And then came the phone call. An accident. An irresponsible driver. He lost his life instantly. I still wake up at 3 a.m. thinking he’s in the kitchen making coffee. I still text him sometimes, forgetting he’ll never read it.

But what broke me even more was what happened after the funeral.
I was standing near the church steps, just trying to breathe, when Jake’s brother Jim walked over. I barely looked at him—I couldn’t focus on anything—but he put his hand on my arm and said, “So, uh… when do you think you’ll give the ring back?”
I blinked.
“What?”
“The engagement ring. Grandma’s ring. It’s a family heirloom. Stacy really loves it, and I think I’m gonna propose soon.”
He said it like it was no big deal. Like Jake hadn’t just been buried an hour earlier. Like that ring wasn’t still on my finger, burning against my skin.

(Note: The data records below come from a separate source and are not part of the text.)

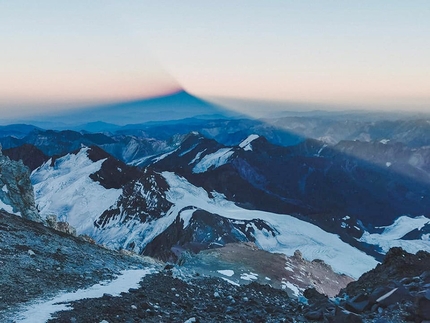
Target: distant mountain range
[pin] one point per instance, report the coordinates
(174, 106)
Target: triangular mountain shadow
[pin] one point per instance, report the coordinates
(179, 105)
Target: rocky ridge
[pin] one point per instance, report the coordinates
(16, 193)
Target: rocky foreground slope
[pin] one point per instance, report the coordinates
(38, 262)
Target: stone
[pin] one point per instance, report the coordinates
(343, 316)
(358, 304)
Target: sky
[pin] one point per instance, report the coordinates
(344, 54)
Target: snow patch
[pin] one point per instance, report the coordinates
(214, 160)
(292, 287)
(312, 241)
(249, 276)
(226, 272)
(41, 311)
(67, 191)
(391, 236)
(246, 144)
(230, 281)
(6, 207)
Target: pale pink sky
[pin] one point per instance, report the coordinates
(348, 53)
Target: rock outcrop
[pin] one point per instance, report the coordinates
(16, 191)
(398, 290)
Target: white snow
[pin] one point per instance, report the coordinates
(312, 241)
(292, 287)
(289, 268)
(391, 236)
(246, 144)
(214, 160)
(157, 159)
(230, 281)
(41, 311)
(67, 191)
(6, 207)
(250, 276)
(380, 299)
(226, 272)
(197, 157)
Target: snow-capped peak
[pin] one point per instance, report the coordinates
(246, 144)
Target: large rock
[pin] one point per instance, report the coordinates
(16, 191)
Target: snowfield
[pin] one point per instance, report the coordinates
(246, 144)
(40, 312)
(313, 242)
(391, 236)
(67, 191)
(214, 160)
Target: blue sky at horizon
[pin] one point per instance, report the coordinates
(371, 54)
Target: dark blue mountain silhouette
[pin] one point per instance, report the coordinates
(174, 106)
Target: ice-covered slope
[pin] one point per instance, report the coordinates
(66, 190)
(394, 235)
(131, 217)
(293, 234)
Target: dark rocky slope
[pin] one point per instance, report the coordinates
(37, 261)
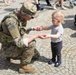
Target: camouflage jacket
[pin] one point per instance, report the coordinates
(7, 32)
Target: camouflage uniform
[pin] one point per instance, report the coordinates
(14, 46)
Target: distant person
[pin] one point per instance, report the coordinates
(37, 5)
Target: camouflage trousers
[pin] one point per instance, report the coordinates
(26, 54)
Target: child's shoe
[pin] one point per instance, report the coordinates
(57, 64)
(51, 61)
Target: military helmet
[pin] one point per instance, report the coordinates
(29, 8)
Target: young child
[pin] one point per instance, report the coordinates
(56, 36)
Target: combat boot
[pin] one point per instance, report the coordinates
(27, 69)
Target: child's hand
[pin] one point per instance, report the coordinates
(38, 28)
(46, 36)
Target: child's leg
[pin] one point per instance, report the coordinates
(58, 53)
(53, 50)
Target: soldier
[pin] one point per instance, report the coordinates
(14, 37)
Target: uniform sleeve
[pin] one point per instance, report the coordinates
(60, 30)
(12, 26)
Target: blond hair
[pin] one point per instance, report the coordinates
(58, 15)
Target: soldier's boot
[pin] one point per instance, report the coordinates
(27, 69)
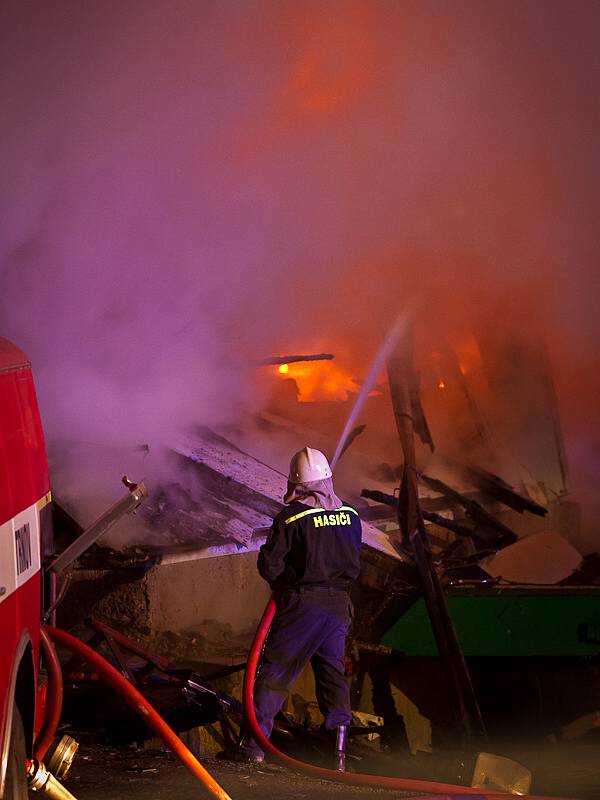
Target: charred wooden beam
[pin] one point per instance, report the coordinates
(495, 487)
(486, 523)
(429, 516)
(275, 360)
(410, 519)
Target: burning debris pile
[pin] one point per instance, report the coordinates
(495, 551)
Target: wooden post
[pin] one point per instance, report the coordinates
(466, 707)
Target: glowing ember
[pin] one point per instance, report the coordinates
(323, 380)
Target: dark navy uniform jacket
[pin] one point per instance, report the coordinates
(309, 547)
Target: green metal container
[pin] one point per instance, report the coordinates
(510, 621)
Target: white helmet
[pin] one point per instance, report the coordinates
(309, 465)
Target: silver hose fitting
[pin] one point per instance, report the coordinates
(40, 780)
(340, 748)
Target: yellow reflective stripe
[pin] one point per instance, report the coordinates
(303, 514)
(347, 508)
(47, 498)
(319, 511)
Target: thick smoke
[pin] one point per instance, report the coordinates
(190, 186)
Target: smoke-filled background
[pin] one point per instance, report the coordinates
(188, 187)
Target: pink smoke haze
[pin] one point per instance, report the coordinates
(190, 186)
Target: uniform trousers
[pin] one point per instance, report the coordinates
(310, 625)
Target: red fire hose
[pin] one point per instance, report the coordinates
(139, 703)
(54, 695)
(448, 790)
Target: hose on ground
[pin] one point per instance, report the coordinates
(441, 790)
(139, 703)
(54, 697)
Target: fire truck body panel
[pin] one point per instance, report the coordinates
(24, 499)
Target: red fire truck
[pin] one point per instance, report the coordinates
(25, 538)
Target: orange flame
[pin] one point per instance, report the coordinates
(319, 380)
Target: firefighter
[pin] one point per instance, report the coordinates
(310, 558)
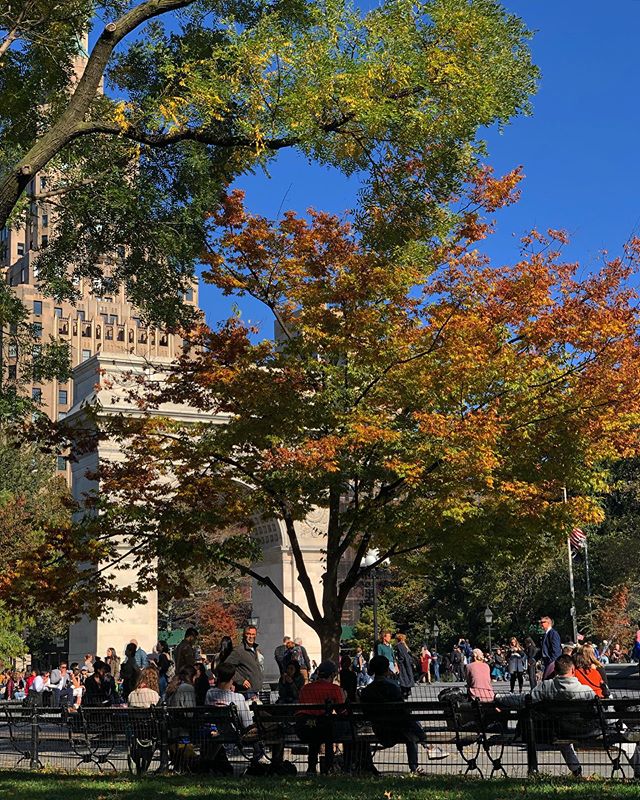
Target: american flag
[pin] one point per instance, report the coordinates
(578, 539)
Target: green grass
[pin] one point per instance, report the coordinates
(49, 786)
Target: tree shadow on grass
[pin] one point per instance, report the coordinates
(48, 786)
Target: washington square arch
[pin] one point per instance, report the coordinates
(98, 385)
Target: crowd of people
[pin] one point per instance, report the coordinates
(186, 679)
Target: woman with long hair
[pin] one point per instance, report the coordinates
(589, 671)
(147, 691)
(405, 665)
(226, 646)
(165, 666)
(517, 663)
(180, 691)
(201, 684)
(113, 660)
(531, 652)
(129, 671)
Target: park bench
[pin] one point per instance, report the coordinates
(601, 726)
(201, 739)
(443, 724)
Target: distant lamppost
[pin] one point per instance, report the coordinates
(488, 618)
(368, 561)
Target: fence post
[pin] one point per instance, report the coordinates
(34, 761)
(529, 731)
(163, 738)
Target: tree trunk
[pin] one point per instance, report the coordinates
(330, 632)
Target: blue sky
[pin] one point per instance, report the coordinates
(579, 149)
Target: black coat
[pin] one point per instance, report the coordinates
(404, 660)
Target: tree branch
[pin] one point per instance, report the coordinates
(244, 570)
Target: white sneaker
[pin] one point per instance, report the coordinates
(435, 753)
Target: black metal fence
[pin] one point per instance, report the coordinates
(431, 736)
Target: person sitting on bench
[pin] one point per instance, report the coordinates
(564, 686)
(397, 727)
(314, 726)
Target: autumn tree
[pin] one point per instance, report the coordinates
(140, 135)
(424, 408)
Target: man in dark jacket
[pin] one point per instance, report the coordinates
(185, 655)
(396, 726)
(551, 646)
(246, 659)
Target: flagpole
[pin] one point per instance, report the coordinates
(571, 583)
(588, 577)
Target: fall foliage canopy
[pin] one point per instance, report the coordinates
(436, 408)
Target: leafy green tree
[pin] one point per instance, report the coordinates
(198, 93)
(363, 632)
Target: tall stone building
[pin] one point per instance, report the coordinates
(96, 324)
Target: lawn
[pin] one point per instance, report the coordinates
(49, 786)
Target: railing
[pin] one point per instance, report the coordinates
(450, 736)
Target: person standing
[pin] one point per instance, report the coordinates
(142, 659)
(425, 665)
(435, 662)
(129, 671)
(166, 669)
(98, 689)
(531, 652)
(61, 688)
(280, 652)
(348, 678)
(185, 653)
(405, 665)
(113, 661)
(589, 671)
(516, 664)
(384, 648)
(551, 646)
(201, 684)
(478, 678)
(245, 659)
(146, 693)
(303, 660)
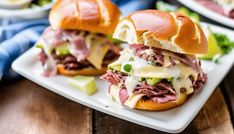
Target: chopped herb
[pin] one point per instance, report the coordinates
(152, 81)
(141, 79)
(127, 68)
(224, 42)
(131, 59)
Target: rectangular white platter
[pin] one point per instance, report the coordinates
(192, 4)
(173, 121)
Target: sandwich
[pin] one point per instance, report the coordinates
(158, 70)
(78, 41)
(224, 7)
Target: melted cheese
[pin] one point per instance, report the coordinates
(131, 101)
(98, 50)
(183, 80)
(130, 83)
(156, 72)
(97, 54)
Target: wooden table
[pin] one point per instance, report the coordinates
(26, 108)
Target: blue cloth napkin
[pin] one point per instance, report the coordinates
(17, 36)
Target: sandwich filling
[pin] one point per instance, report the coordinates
(150, 73)
(223, 7)
(75, 50)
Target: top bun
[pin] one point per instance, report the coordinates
(170, 31)
(97, 16)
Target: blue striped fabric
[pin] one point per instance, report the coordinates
(17, 36)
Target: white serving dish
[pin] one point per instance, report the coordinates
(27, 13)
(192, 4)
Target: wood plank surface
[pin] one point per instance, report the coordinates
(214, 117)
(26, 108)
(30, 109)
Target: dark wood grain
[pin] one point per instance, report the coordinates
(106, 124)
(214, 117)
(30, 109)
(26, 108)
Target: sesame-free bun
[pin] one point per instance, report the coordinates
(170, 31)
(150, 105)
(89, 71)
(154, 106)
(98, 16)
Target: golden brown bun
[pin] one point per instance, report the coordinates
(153, 106)
(90, 71)
(98, 16)
(170, 31)
(149, 104)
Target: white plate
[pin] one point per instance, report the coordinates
(28, 13)
(173, 121)
(208, 13)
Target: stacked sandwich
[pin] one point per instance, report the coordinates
(78, 42)
(158, 70)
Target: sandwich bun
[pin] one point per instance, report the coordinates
(97, 16)
(154, 106)
(150, 105)
(90, 71)
(171, 31)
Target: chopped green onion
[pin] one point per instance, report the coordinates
(127, 68)
(131, 59)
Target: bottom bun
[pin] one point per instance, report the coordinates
(149, 104)
(154, 106)
(86, 71)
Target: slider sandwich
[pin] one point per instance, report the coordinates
(159, 70)
(78, 41)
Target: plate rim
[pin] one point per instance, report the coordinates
(192, 4)
(171, 129)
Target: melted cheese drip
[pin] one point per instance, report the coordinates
(130, 102)
(140, 68)
(183, 80)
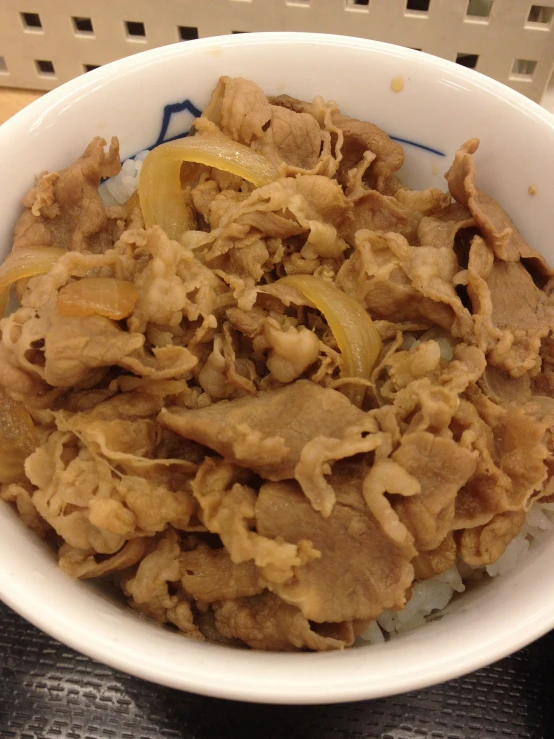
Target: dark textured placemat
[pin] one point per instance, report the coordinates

I stared at him, my heart pounding.
“That ring was Jake’s. He gave it to me because he loved me. Your grandmother blessed it for us. It’s not just some thing to pass down like a casserole dish.”
He rolled his eyes and laughed in the most cynical way possible.
“Yeah, but… you can’t marry him anymore, can you?”
Those words. You can’t marry him anymore. They shattered something inside me.
I didn’t scream. I didn’t cry. I just stood there, frozen, staring at a person I thought was family. My fiancé’s brother. A man who had just watched me bury my future, now asking for the only thing I had left of it.
I whispered, “How dare you,” and walked away before I collapsed in front of him.

Since that day, I’ve been getting texts and emails from his mom, his sister, even his aunt.
All polite on the surface—”we understand you’re grieving, but the ring belongs to the family”—but underneath it all, they’re just trying to take it from me.
No one has asked how I’m doing. No one’s come to sit with me, to talk about Jake, to remember him as a person. They just want the ring. The thing.
But what about me? What about the nights I spend crying into his hoodie? What about the wedding dress I never got to wear? What about the life we were building—brick by brick—that got smashed to pieces?
I sleep with that ring on. I talk to it like it’s him. It’s the only thing that still feels like us.

Am I being unreasonable? Am I selfish? Is grief supposed to come with conditions? Can love be undone just because one person is gone?
Sometimes I wonder what Jake would say if he saw what they’re doing. Would he be heartbroken too? Or would he tell me to keep it close, to never let go? I don’t know.
I just know it still smells like him. And I’m not ready to say goodbye. Not yet.